Aku mengaguminya karena dia pandai membagi waktu. Dia selalu ada waktu untukku. Di sisi lain, dia masih bisa mengurus anak lain yang tidak tinggal serumah dengannya. Sering kuperhatikan dia mendorong kursi roda anak cantik itu. Si gadis kecil nan cantik tak henti memanggilnya Daddy.
Dusta bila kukatakan aku tak cinta padanya. Tiap hari selalu bersama, bagaimana mungkin tidak meninggalkan rasa? Aku mencintainya, sangat mencintainya.
*Calisa*
Pernikahanku dengannya tidak membuahkan keturunan. Aku pun tak mengharapkannya. Sebab aku tahu persis beberapa masalah dalam tubuhnya.
Kusebut ia lonewulf dan stonehead. Meski begitu, dia saaaangat penyayang. Dia tak pernah menduakanku selama kami menikah.
Si lonewulf berparas tampan ini memperlakukanku layaknya seorang princess. Hatiku meleleh menerima tiap perlakuannya. Eits, bukan hanya padaku. Pada putri angkat kami, dia pun begitu penuh kasih.

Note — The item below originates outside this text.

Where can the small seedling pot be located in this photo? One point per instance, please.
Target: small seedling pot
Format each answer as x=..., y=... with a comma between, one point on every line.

Kami mengadopsi seorang anak spesial. Suamiku menyayanginya setulus hati. Bahkan anak special itu lebih dekat dengan ayahnya dari pada denganku. Honestly, aku iri. Iri dengan kemampuannya mengasuh anak.
Istana kecil yang susah payah kami bangun, hancur berantakan. Keluargaku membencinya. Suamiku yang infertil dipaksa meninggalkan aku dan anak angkatku. Mengapa kebencian tertanam begitu kuat hanya karena infertilitas? Realitas sudah terbalik. Biasanya, wanitalah yang disalahkan.
Kurelakan suamiku pergi dengan hati robek. Good bye my lovely.
*Rossie*
Aku jengkel tiap kali dirinya menyebutku bawang. Bawang sama sekali tidak cantik. Aku hanya ingin menjadi bunga, bunga yang cantik. Seperti namaku, Rossie, yang diambil dari kata rose.